Nada más llegar, empezó a experimentar emociones inéditas que la asaltaban de forma espontánea y sin ninguna explicación lógica. Era como si sufriera continuos y prolongados déjà vu como respuesta a determinados estímulos: un olor que percibía en un restaurante, una canción que sonaba en la radio de un coche, un paisaje desde la ventana de un tren, un sabor en el paladar o, simplemente, un edificio derruido. Todo era tan cotidianamente desconocido para ella que no se percató de los sórdidos lazos que la unían a esas tierras hasta el pasado 14 de mayo, día en el que la caprichosa fortuna hizo que leyera aquel apellido en el periódico local: Lopategui.

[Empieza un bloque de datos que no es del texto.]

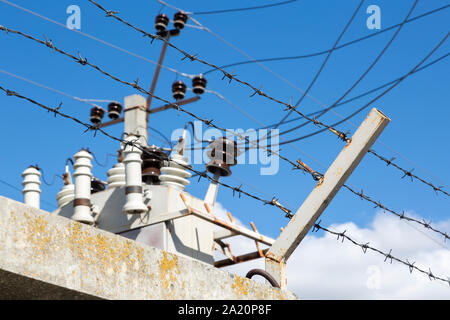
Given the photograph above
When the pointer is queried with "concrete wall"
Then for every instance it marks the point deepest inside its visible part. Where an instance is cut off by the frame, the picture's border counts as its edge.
(44, 256)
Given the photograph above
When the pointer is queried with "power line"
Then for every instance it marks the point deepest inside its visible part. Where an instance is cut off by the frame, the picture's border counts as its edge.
(365, 93)
(83, 61)
(40, 85)
(97, 39)
(323, 64)
(319, 53)
(236, 190)
(376, 98)
(226, 75)
(243, 9)
(365, 73)
(273, 202)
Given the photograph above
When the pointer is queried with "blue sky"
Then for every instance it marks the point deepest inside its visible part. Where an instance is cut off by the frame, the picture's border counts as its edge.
(418, 107)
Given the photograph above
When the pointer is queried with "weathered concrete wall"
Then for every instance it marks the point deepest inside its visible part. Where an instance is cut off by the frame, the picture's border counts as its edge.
(47, 256)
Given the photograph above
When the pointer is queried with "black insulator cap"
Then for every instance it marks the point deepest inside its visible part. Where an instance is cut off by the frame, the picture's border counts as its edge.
(97, 186)
(114, 110)
(178, 90)
(161, 22)
(179, 20)
(199, 84)
(152, 161)
(97, 114)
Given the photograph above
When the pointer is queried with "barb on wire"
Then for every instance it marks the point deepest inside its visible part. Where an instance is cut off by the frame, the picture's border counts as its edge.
(366, 246)
(273, 202)
(408, 173)
(402, 215)
(207, 122)
(226, 74)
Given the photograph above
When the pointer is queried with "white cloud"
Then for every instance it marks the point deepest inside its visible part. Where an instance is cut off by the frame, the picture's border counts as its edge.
(324, 268)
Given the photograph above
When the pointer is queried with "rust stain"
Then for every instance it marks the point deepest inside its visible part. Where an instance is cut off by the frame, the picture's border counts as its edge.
(240, 286)
(168, 269)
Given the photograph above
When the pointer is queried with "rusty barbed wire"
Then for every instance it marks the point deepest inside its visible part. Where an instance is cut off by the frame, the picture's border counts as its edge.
(257, 91)
(56, 111)
(273, 202)
(135, 85)
(427, 225)
(226, 74)
(301, 166)
(366, 246)
(408, 173)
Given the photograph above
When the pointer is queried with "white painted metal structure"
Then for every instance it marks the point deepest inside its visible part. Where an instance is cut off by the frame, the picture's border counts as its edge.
(165, 216)
(31, 187)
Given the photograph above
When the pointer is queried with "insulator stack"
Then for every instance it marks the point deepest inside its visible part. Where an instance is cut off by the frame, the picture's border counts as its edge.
(161, 22)
(152, 161)
(175, 174)
(133, 177)
(31, 187)
(114, 110)
(67, 192)
(179, 20)
(178, 90)
(223, 153)
(116, 176)
(199, 84)
(97, 185)
(97, 114)
(82, 174)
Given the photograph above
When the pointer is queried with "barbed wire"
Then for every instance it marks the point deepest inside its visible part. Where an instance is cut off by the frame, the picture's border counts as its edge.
(135, 85)
(341, 135)
(378, 204)
(408, 173)
(83, 61)
(273, 202)
(227, 75)
(367, 246)
(236, 190)
(323, 52)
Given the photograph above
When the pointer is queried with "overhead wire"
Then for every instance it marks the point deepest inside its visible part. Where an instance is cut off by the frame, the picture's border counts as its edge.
(319, 53)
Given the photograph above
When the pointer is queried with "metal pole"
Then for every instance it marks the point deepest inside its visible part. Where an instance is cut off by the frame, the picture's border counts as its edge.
(323, 193)
(156, 75)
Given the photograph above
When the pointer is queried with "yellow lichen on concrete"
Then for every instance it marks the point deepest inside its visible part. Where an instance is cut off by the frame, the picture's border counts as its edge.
(38, 234)
(168, 270)
(240, 286)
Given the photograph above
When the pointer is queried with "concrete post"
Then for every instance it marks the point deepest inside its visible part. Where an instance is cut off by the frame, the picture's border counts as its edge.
(323, 193)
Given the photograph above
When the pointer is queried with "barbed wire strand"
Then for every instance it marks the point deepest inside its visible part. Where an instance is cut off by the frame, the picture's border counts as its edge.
(273, 202)
(226, 74)
(319, 53)
(363, 75)
(108, 44)
(89, 127)
(207, 122)
(367, 246)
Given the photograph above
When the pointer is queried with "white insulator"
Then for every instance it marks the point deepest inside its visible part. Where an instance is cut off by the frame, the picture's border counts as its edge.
(133, 177)
(175, 174)
(83, 176)
(66, 195)
(31, 187)
(116, 176)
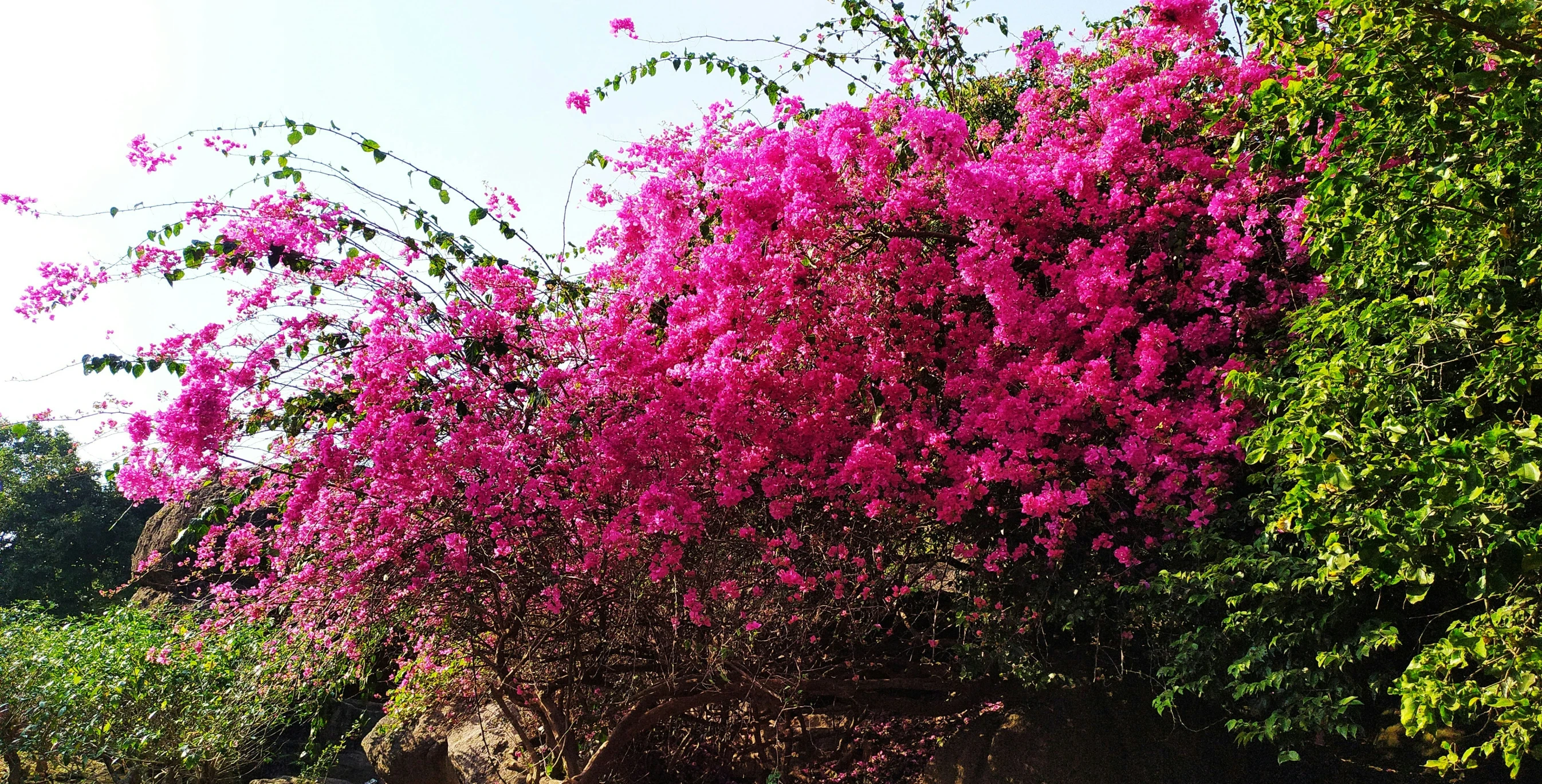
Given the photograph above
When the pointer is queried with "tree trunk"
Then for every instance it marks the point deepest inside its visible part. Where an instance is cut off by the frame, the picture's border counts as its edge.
(14, 771)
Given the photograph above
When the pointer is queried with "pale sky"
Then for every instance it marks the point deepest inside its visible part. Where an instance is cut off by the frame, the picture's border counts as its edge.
(469, 90)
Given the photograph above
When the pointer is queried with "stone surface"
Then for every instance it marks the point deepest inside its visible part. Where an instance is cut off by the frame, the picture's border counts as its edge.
(412, 752)
(483, 747)
(297, 780)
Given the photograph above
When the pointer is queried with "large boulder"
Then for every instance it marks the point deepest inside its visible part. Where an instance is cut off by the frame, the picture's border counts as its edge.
(411, 752)
(483, 749)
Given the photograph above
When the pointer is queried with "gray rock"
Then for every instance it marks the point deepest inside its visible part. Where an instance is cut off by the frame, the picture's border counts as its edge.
(412, 752)
(483, 749)
(297, 780)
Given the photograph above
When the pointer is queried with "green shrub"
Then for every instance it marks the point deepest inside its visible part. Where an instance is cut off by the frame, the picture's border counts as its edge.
(152, 695)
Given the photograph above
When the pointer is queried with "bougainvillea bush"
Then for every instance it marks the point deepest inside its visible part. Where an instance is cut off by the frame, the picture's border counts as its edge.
(892, 384)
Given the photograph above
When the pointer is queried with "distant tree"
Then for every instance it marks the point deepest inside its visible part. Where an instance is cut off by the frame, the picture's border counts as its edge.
(64, 535)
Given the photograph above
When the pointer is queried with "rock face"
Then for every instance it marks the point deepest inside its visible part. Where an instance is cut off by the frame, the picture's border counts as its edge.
(1092, 736)
(412, 752)
(166, 583)
(293, 780)
(483, 747)
(1080, 736)
(161, 583)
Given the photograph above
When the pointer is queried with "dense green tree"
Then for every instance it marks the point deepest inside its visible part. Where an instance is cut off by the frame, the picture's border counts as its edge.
(1399, 452)
(65, 537)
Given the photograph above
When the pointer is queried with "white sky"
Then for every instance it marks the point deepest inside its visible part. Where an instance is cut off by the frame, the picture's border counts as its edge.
(469, 90)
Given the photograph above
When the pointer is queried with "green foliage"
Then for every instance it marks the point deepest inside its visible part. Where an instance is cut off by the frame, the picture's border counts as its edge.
(152, 694)
(64, 535)
(1399, 452)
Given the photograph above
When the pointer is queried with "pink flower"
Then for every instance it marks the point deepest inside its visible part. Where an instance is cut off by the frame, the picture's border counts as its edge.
(147, 156)
(617, 25)
(1193, 16)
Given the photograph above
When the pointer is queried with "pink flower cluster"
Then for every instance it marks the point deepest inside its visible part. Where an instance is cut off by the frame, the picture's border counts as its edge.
(810, 358)
(623, 25)
(22, 204)
(147, 156)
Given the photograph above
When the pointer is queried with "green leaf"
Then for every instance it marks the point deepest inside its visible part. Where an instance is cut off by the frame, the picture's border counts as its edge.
(1530, 472)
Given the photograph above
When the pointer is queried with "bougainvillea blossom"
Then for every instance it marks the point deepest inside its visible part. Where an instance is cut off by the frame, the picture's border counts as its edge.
(816, 367)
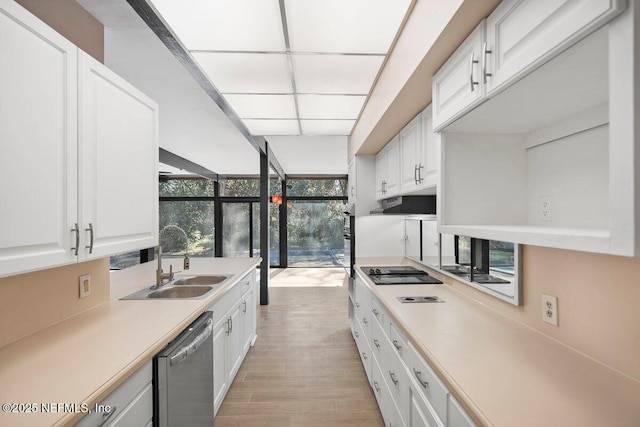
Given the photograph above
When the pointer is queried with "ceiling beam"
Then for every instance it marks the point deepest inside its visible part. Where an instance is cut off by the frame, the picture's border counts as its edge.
(162, 31)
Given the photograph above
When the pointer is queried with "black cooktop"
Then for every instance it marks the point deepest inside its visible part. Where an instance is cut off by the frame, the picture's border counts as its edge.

Fue como si, en su interior, se encendiera una linterna a la que le fallaban las pilas y que alumbraba intermitentemente en una oscuridad por la que transitaba sin saber muy bien adónde ir.

Necesitaba ajustar el enfoque, y decidió investigar tirando del único hilo que no se rompía cuando lo tensaba. Así, llegó hasta Moscú tras un viaje en el que encontró más luces que sombras y, posteriormente, al norte de España, donde un fogonazo directo a los ojos la deslumbró por completo. Entonces, pudo verlo todo sin entender nada y, sumida en un profundo estado de shock, regresó a su casa en Ámsterdam con una única y desconcertante certeza: ese no era su verdadero hogar.

Las primeras gotas empezaban a caer rebotando estrepitosamente contra el pavimento adoquinado.

Magda hizo un gran esfuerzo por contener el llanto, pero fue en vano.

Cuando probó el té, ya estaba helado.